Au-delà, la question de l’attitude à adopter face aux migrants dans le contexte du coronavirus se situe dans un problème plus général : celui de l’accueil de tous les sans-abri. La crise actuelle "ne fait qu’aggraver la situation sociale et sanitaire de ces publics fragiles dont font partie les migrants et les réfugiés", souligne un militant associatif dans le Val-de-Marne.

Des migrants attendent pour monter dans un bus qui doit les conduire dans un lieu de relogement après l'évacuation de leur campement à Aubervilliers (Seine-Saint-Denis) le 24 mars 2020. (JOEL SAGET / AFP)
"Nous avons affaire là à des personnes qui sont dans la rue depuis des mois, voire des années, et vivent dans des conditions sanitaires et d’hygiène exécrables, sans eau, sans possibilité de se laver, sans accès aux soins. Certaines ont dû arrêter leur traitement médical, peuvent être atteintes de maladies comme la tuberculose. Ceux qui sont atteints du virus peuvent ainsi souffrir d’autres pathologies", précise la représentante de MSF. "C’est un public abandonné qui n’est pas pris en charge. Les personnes ont entendu parler de la pandémie. Cela les inquiète. Mais elles ne connaissent pas forcément les gestes barrière", explique de son côté Louis Barda.

Vous avez dit confinement ?

Dans la période actuelle, avec une société qui tourne au ralenti, mais un système sanitaire et social en surchauffe, la situation de ces populations est particulièrement difficile. "Tout le dispositif est en stand-by", constate Louis Barda. "Tout le monde est dans l’embarras", ajoute Corinne Torre.

Du côté des associations, les bénévoles sont moins nombreux pour l’accueil ou les maraudes. MSF tente de parer au plus pressé et a monté quatre équipes mobiles dans Paris et en Seine-Saint-Denis. MDM a notamment mis en place "des activités de veille sanitaire" auprès des migrants. Pour ces derniers vient se greffer un problème administratif : "Les préfectures sont fermées, ce qui bloque l’avancée de leur dossier", observe le militant associatif du Val-de-Marne. 

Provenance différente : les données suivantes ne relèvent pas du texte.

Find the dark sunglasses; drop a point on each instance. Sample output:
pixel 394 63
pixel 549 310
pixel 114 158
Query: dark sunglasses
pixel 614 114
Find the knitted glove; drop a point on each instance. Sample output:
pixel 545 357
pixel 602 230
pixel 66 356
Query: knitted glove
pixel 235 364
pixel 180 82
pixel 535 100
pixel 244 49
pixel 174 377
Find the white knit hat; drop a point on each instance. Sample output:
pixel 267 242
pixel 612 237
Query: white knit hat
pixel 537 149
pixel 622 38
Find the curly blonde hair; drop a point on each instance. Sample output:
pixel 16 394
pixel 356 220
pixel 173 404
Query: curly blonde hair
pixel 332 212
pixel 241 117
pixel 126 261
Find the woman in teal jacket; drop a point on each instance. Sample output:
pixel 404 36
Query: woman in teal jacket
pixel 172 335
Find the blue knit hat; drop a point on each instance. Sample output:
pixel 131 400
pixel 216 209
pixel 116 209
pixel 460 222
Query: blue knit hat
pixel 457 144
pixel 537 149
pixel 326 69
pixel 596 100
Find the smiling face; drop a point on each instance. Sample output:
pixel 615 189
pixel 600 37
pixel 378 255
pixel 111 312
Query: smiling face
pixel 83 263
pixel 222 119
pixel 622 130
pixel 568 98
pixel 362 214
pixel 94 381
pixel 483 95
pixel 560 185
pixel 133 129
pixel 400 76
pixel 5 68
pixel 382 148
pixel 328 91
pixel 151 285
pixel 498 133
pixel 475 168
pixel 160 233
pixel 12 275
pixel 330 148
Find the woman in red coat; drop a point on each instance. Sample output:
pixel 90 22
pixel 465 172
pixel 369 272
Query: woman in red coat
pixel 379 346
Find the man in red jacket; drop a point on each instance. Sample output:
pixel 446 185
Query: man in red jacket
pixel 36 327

Par ailleurs, si la situation est aiguë en région parisienne, "elle n’est pas exceptionnelle. Il faut aussi parler de ce qui se passe à Calais, Grande Synthe, Bordeaux...", rappelle Louis Barda. A Calais, les migrants sont "abandonnés" face à la maladie, explique le site reporterre.net, dont la journaliste s’est rendue sur place le 23 mars.

"Une semaine après l’entrée en vigueur des mesures de confinement, aucune mise à l’abri (n’avait) été décidée pour protéger les deux mille réfugiés qui vivent dans les campements du littoral Nord de la France. Sur le terrain, les associations (étaient) très inquiètes du fait des conditions sanitaires désastreuses." "Les gens sont maintenus dans une grande précarité. Ils sont épuisés, stressés, fatigués", constatait alors un responsable de l’association Utopia 56, cité par Reporterre.

Dans ce contexte difficile, "c’est compliqué de parler de confinement national, si on laisse des gens dehors", conclut Corinne Torre. Pour Louis Barda, "on voit aujourd’hui comme on paye des années d’inaction, d’absence de prise en charge d’un public vulnérable et stigmatisé".